As the Trump administration has done before, it simply claims to be doing a great job despite all evidence and then attacks those who report facts.
Right before that, Trump engaged in a partisan attack, with no basis in fact, on the mayor of San Juan, who had begged for help and complained it was slow and lacked the coordination to distribute fuel, food and water. Trump tweeted: “The mayor of San Juan, who was very complimentary only a few days ago has now been told by the Democrats that you must be nasty to Trump.”
Those tweets show how Trump cares more about his delicate ego than the lives of American citizens.
Trump was not alone in praising his administration for its imagined rapid and effective response.
“I am very satisfied” with the response to Maria, Elaine Duke, the acting Homeland Security secretary, declared Thursday at the White House. “The relief effort is under control. It is proceeding very well.”
Duke then minimized the death count, which the Puerto Rican investigative journalists’ organization had shown was knowingly being undercounted by excluding those who died in Maria’s aftermath. “I know it is really a good news story in terms of our ability to reach people and the limited number of deaths that have taken place in such a devastating hurricane,” Duke said.
Trump’s homeland security adviser, Tom Bossert, also gave the administration a pat on the back for a great job noticed by no one on the ground in Puerto Rico: “Elaine Duke, you’re doing a wonderful job.”
Bossert then said, “What I will tell you is that we are mobilizing and marshaling the resources of the United States of America in a way that is absolutely professional, fast, and adequate to meet the needs,” Bossert declared. Later, Bossert said “This is textbook and it’s been done well.”
Repeatedly, Bossert said news reports were behind the news. Nice try at distraction, but it missed the fact that the administration could have started sooner and done more.
The federal government has a long and thoroughly documented history of slow responses to natural disasters, most infamously after Hurricane Katrina devastated New Orleans. Trump promised he would fix all that. Indeed, during the campaign, he had insisted again and again that he should be elected because only one person – Donald Trump – could fix the many problems with the federal government.
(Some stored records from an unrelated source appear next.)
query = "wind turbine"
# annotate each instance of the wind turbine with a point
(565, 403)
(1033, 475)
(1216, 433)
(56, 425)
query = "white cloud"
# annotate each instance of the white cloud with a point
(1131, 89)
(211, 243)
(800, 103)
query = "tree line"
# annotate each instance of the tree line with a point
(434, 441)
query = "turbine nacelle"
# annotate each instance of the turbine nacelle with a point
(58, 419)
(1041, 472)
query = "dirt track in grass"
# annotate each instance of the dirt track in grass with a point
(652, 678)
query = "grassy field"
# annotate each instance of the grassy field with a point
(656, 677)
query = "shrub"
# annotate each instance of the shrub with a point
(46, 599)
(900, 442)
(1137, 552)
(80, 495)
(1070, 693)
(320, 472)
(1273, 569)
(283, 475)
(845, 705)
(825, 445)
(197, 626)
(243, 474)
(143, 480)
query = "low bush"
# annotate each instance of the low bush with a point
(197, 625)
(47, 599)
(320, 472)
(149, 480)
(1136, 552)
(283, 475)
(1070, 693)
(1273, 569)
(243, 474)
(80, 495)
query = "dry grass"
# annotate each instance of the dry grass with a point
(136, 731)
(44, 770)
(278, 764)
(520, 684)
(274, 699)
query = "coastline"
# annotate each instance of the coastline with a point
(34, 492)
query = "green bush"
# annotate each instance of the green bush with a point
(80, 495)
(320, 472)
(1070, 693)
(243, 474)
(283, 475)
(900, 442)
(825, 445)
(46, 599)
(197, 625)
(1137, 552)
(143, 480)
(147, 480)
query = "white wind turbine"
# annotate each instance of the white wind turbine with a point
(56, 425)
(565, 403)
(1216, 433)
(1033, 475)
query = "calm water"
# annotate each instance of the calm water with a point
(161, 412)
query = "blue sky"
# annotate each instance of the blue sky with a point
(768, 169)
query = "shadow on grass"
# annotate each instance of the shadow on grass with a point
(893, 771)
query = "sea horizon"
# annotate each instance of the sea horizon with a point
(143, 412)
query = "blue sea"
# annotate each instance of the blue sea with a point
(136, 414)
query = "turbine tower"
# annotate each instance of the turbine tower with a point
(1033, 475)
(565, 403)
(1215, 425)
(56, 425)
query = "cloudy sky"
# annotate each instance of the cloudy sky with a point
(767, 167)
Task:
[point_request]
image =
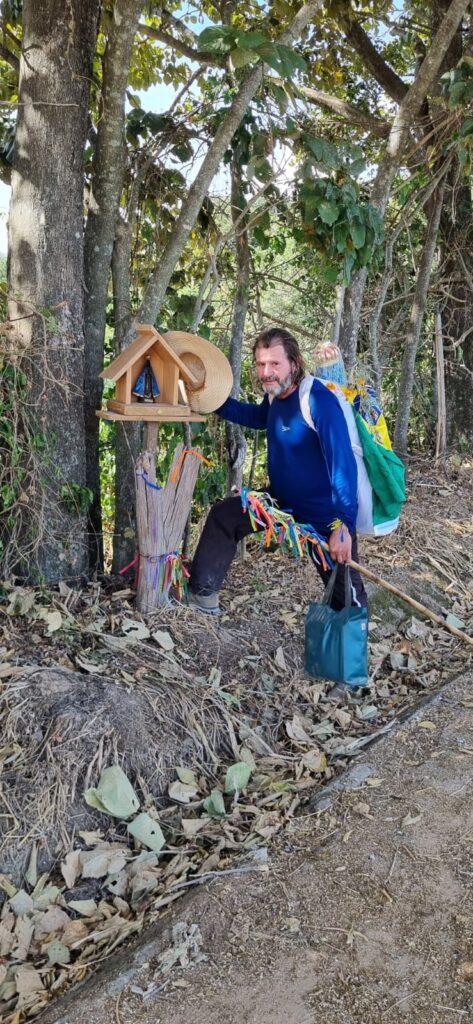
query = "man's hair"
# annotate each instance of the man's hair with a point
(278, 336)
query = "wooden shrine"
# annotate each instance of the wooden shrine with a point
(172, 375)
(159, 380)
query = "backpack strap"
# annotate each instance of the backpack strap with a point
(305, 388)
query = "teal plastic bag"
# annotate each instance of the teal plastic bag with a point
(336, 642)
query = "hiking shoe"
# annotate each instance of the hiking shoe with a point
(207, 603)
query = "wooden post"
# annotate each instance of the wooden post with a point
(161, 517)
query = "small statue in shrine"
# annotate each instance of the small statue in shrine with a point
(146, 388)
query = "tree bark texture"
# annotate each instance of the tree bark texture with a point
(161, 516)
(235, 440)
(106, 184)
(46, 266)
(415, 325)
(159, 281)
(128, 435)
(440, 431)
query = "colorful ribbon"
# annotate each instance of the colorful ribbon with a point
(281, 527)
(177, 470)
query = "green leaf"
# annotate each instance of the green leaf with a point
(217, 39)
(282, 58)
(357, 167)
(214, 804)
(132, 99)
(114, 795)
(238, 777)
(329, 212)
(241, 57)
(251, 40)
(147, 832)
(331, 274)
(324, 152)
(358, 233)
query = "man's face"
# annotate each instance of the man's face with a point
(274, 370)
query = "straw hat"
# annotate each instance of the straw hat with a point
(209, 365)
(328, 363)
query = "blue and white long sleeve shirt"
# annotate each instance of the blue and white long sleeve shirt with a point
(312, 473)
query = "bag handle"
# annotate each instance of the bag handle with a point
(347, 584)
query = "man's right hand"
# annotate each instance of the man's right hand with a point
(340, 545)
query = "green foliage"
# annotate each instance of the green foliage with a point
(222, 40)
(344, 229)
(457, 84)
(76, 498)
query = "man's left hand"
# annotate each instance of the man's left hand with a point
(340, 545)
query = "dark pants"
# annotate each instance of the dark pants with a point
(225, 525)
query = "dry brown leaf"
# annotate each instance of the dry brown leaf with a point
(342, 717)
(71, 867)
(74, 931)
(24, 933)
(6, 940)
(102, 860)
(28, 982)
(51, 921)
(296, 730)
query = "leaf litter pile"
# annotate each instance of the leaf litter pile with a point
(140, 757)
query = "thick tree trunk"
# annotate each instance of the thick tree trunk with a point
(415, 325)
(162, 514)
(128, 435)
(46, 272)
(101, 223)
(235, 440)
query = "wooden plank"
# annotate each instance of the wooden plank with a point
(152, 411)
(170, 383)
(151, 437)
(148, 340)
(185, 372)
(130, 354)
(105, 414)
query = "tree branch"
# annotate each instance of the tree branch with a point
(9, 57)
(391, 159)
(157, 286)
(381, 71)
(352, 114)
(177, 44)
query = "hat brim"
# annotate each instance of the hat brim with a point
(215, 372)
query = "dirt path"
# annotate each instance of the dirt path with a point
(363, 911)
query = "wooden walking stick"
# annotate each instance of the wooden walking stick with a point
(411, 600)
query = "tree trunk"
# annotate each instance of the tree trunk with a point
(415, 326)
(46, 272)
(128, 435)
(105, 189)
(235, 440)
(162, 514)
(456, 243)
(391, 160)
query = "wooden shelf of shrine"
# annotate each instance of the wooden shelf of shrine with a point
(171, 374)
(152, 414)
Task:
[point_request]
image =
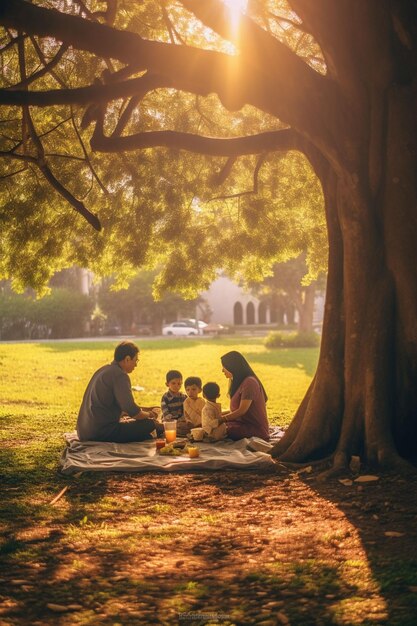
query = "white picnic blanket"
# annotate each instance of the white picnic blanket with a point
(93, 456)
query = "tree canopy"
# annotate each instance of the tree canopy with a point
(79, 112)
(100, 99)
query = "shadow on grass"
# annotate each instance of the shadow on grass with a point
(376, 510)
(295, 358)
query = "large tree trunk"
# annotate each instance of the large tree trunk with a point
(363, 399)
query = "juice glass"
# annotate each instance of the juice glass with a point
(170, 431)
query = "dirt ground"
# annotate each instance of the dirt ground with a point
(231, 548)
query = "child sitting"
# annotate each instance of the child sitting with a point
(212, 412)
(172, 402)
(193, 405)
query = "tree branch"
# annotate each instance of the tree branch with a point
(45, 70)
(285, 139)
(84, 95)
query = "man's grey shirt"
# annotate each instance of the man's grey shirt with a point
(108, 393)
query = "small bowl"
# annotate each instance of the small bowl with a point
(197, 434)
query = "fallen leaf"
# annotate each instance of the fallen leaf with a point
(366, 478)
(57, 608)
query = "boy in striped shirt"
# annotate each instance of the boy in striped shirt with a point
(173, 400)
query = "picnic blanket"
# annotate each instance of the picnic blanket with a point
(96, 456)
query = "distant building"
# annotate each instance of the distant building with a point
(229, 304)
(232, 306)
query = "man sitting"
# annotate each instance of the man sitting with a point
(109, 396)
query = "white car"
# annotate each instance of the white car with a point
(180, 328)
(194, 323)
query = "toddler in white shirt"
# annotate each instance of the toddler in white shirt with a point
(193, 405)
(212, 412)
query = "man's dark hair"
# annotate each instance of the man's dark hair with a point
(173, 374)
(211, 391)
(124, 349)
(193, 380)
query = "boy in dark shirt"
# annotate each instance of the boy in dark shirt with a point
(173, 400)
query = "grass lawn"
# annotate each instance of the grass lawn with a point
(236, 548)
(41, 384)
So far there is no evidence Trump has made disaster relief any better. Indeed, the evidence so far shows that by devoting time to Twitter attacks on National Football League players – and some owners – for locking arms or kneeling during the national anthem to protest racial injustice, Trump has failed to focus on life-and-death matters in favor of his view that dissent and peaceful protest are unpatriotic.
Trump’s hostility to Puerto Rico is not surprising. In the housing discrimination case brought against him and his father in 1973, evidence showed that rent seekers were coded not just to reject black applicants, but also Puerto Ricans. Trump agreed to be supervised for two years during which the discrimination stopped, only to resume once oversight ended.
Notice in the trio of tweets below how Trump brings up irrelevant finance issues of concern to Wall Street and the difference in tone in his Puerto Rico comments versus hurricane damage in two other parts of America, Florida and Texas:
Keep this in mind – not only will it take years to fix the problems in Puerto Rico, as well as in Florida and Texas, but this problem will recur as hurricanes strike in the years and decades ahead. Climate change involves disruptions of weather patterns. Severe storms and severe droughts are part of the process of climate change.
Trump claims climate change is a “ Chinese hoax.”
Will the Trump administration be better prepared for the storms of 2018 and beyond? Will it be pro-active instead of reactive? Or will it just blame others and attack those who use facts to point out its failures and shortcomings in future disaster relief efforts?